En ce sens la souveraineté nationale ne consistera plus à préserver les privilèges des plus anciens occupants du territoire mais à faire valoir la « volonté générale » de l’ensemble des « citoyens » associés dans la recherche et la création des institutions et des règlements qui permettront de vivre ensemble avec le moins de conflits possible.

(Non seulement  de vivre ensemble à l’intérieur de l’État-Nation mais également de vivre le mieux possible avec tous les autres Etats-Nations.)

Si la nation se constitue en démocratie, alors la souveraineté nationale se confond avec la souveraineté populaire.  Sachant toujours que le peuple  politiquement défini est l’ensemble  des individus qui partagent le même « intérêt général » et respectent les mêmes institutions.

Les problèmes identitaires et sociétaux qui semblent aujourd’hui préoccuper les peuples plus que tout sont symptomatiques du retour  au sens archaïque du mot « nation » et d’un effacement progressif de sa dimension politique. La dévalorisation de la fonction politique et des hommes qui l’occupent ne peut que confirmer cette tendance régressive vers  un nationalisme primitif.

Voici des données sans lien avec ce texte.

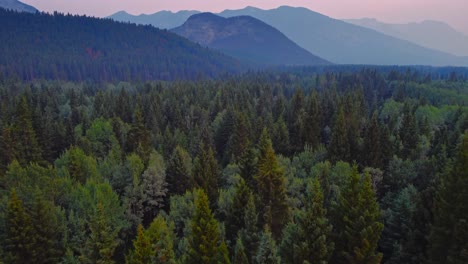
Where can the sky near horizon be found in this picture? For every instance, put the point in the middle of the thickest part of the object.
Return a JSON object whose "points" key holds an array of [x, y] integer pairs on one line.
{"points": [[453, 12]]}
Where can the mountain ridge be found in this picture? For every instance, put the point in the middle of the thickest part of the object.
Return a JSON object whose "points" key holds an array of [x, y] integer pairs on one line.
{"points": [[17, 6], [247, 39], [428, 33]]}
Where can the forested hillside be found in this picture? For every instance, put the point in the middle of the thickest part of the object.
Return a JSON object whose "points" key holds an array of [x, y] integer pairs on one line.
{"points": [[363, 167], [79, 48]]}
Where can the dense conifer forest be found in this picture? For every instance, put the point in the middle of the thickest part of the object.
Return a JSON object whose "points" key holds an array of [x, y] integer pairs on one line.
{"points": [[364, 166]]}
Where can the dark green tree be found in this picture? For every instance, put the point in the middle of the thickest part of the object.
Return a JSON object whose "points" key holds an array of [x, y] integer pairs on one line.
{"points": [[449, 234], [339, 148], [271, 187], [20, 236], [205, 173], [308, 240], [357, 223], [205, 242]]}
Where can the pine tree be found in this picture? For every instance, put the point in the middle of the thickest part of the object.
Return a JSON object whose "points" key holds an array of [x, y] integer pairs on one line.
{"points": [[102, 241], [449, 234], [205, 245], [142, 251], [154, 186], [205, 174], [19, 240], [179, 169], [339, 148], [313, 122], [161, 236], [240, 256], [235, 217], [357, 223], [271, 187], [26, 147], [310, 236], [47, 247], [267, 252]]}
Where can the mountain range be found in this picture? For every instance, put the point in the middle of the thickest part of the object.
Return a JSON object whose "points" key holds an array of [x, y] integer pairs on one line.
{"points": [[431, 34], [247, 39], [70, 47], [17, 6], [335, 40]]}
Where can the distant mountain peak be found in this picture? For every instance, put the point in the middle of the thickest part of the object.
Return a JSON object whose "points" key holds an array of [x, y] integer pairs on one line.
{"points": [[246, 38], [17, 6]]}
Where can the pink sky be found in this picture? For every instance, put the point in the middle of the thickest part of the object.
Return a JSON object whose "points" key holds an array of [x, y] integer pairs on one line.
{"points": [[453, 12]]}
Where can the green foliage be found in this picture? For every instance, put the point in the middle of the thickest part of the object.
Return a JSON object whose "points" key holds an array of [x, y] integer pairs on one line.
{"points": [[271, 187], [205, 243], [449, 234], [308, 238], [357, 223], [267, 252]]}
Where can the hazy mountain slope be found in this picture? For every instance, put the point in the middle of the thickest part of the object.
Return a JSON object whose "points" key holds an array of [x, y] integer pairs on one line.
{"points": [[163, 19], [17, 6], [430, 34], [246, 38], [80, 48], [342, 42]]}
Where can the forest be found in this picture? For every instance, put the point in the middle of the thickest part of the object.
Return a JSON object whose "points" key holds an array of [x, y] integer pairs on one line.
{"points": [[366, 166]]}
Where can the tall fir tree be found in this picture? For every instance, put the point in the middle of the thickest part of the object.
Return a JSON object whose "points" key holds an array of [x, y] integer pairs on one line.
{"points": [[142, 251], [357, 223], [179, 170], [205, 173], [339, 148], [449, 234], [309, 239], [20, 236], [271, 187], [205, 242]]}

Et cela peut s’expliquer par le contexte international et par la prise de pouvoir d’une caste supranationale qui fait fi de toute souveraineté populaire, de toute souveraineté nationale et remplace les délibérations et les décisions politiques par leurs impératifs financiers.

Le libre-échange imposé par le libéralisme économique  condamne tous les pays à lutter pour leur compétitivité dans un climat de concurrence, voire de guerre économique sans merci. Il n’est plus question pour les peuples de choisir leurs orientations, il leur faut, pour survivre, s’adapter.

La financiarisation des échanges supprime la politisation des relations entre les nations et entre les individus qui les composent, les problèmes sociaux, environnementaux et culturels passent au second plan devant la nécessité d’obéir aux ordres des maîtres du monde.

Toute volonté, toute décision démocratique  se trouve immédiatement court-circuitée par les diktats des institutions supranationales  telles que l’Union Européenne, le FMI et surtout le concile des grandes multinationales mondiales (World Business Cuncil).

L’impérialisme du pouvoir économique mondial tend, manifestement, à supprimer la dimension politique à tous les niveaux et d’abord au niveau national de sorte que l’on n’entende plus par le mot « nation » une structure de liberté collective et de souveraineté populaire auxquelles peuvent participer volontairement tous les citoyens indépendamment de leurs origines ethniques et géographiques mais que l’on en soit réduit à revenir au concept primitif du mot « nation », rassemblement des indigènes d’une même contrée.

C’est, sans doute,  dans ce deuxième sens que l’entendent ces manifestants qui criaient : « nous sommes chez nous ! Nous sommes chez nous !  » Montrant ainsi que, pour eux, la nation se rapproche de plus en plus de la tribu et que des siècles de philosophie sont en voie d’être effacés par quelques décennies de libéralisme forcené.